THD NewsDesk, New Delhi – Tata Group’s healthcare enterprise has commenced first discussions with Moderna Inc for collaboration to propel its COVID-19 vaccine in India.
The Tata Medical and Diagnostics are currently working with India’s Council of Scientific and Industrial Research to carry out Moderna’s vaccine candidate’s clinical trials in India.
Unlike Pfizer’s vaccine, which must be kept at minus 70 degrees Celsius or below, Moderna’s can be stored at regular fridge temperatures, making it more suited for poorer countries such as India, where cold chains are limited.
The one well-suited feature of Moderna for India is that it need not be stored at minus 70-degree celsius, as is in Pfizer.
Data issued in November from Moderna’s late-stage research showed 94.1% effectiveness with no severe safety concerns. The shot was approved for usage in the United States in December and Europe earlier this month.
India mandates that any vaccine producer carry an additional local study to be considered for its biggest vaccination program.
It gave emergency-use approval to a vaccine by Bharat Biotech, and state-run Indian Council of Medical Research, and another sanctioned from Oxford University and AstraZeneca provided by the Serum Institute.

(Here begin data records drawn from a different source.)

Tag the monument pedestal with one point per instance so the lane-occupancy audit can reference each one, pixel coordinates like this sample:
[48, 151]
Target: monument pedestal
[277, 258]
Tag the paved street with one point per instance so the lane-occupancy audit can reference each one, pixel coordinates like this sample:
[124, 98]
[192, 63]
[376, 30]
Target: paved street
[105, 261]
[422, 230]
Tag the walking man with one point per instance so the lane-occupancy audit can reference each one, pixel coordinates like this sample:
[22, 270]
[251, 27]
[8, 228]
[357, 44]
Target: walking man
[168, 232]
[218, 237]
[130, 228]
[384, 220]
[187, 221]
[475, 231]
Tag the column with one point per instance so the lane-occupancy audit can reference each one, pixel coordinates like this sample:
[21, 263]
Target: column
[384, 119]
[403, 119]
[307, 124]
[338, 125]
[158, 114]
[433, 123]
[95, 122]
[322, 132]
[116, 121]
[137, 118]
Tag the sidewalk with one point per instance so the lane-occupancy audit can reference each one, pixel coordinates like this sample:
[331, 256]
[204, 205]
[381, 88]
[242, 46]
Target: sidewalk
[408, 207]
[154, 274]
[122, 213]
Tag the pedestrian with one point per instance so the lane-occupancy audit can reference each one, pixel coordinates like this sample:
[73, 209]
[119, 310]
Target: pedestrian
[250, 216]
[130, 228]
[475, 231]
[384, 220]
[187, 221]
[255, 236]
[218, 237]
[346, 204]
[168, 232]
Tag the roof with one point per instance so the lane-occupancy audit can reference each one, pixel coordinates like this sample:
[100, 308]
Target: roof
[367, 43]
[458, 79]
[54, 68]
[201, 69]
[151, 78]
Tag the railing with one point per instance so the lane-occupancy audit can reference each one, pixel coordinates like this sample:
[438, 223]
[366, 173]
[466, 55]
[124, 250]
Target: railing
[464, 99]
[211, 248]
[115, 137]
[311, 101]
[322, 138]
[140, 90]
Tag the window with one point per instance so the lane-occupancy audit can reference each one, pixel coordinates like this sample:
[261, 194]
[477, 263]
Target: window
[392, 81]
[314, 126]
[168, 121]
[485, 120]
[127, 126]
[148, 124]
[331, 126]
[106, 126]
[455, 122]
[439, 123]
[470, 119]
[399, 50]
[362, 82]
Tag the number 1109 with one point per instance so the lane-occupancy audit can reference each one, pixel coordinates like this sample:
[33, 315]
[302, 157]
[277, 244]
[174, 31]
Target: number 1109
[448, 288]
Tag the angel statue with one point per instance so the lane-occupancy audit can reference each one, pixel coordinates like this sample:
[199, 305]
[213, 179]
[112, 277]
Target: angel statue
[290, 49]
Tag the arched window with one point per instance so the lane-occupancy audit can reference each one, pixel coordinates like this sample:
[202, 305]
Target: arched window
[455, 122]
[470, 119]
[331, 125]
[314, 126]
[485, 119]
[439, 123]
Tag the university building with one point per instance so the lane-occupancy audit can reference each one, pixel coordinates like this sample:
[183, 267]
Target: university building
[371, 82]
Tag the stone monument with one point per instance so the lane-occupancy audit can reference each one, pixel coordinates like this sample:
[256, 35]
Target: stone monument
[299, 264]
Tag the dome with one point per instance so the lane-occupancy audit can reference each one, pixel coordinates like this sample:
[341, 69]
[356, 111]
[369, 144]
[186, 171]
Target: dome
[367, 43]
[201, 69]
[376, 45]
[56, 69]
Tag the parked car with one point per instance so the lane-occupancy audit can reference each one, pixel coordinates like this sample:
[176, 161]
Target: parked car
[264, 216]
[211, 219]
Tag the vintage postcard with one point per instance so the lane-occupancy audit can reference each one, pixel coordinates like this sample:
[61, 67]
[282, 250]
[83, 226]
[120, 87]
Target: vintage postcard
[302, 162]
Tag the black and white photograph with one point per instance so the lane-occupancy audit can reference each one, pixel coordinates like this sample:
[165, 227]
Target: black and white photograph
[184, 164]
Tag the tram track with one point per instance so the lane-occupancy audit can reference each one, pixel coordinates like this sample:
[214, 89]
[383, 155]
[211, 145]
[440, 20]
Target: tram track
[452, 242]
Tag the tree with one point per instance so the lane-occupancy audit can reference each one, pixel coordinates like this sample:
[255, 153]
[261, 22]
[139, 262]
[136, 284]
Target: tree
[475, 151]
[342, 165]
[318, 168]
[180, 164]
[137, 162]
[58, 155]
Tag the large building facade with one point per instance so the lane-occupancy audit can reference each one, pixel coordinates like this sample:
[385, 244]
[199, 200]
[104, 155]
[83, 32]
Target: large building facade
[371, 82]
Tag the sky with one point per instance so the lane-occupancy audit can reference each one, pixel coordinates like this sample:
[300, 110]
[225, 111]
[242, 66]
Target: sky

India has the world’s second-highest COVID-19 cases after the United States, but daily cases have been declining since hitting a peak in September.
India’s drugs controller has said the AstraZeneca vaccine’s overall efficiency, locally branded COVISHIELD, was 70.42% based on trials executed abroad. Still, the endorsement for Bharat Biotech’s COVAXIN has endured criticism due to the absence of effectiveness data.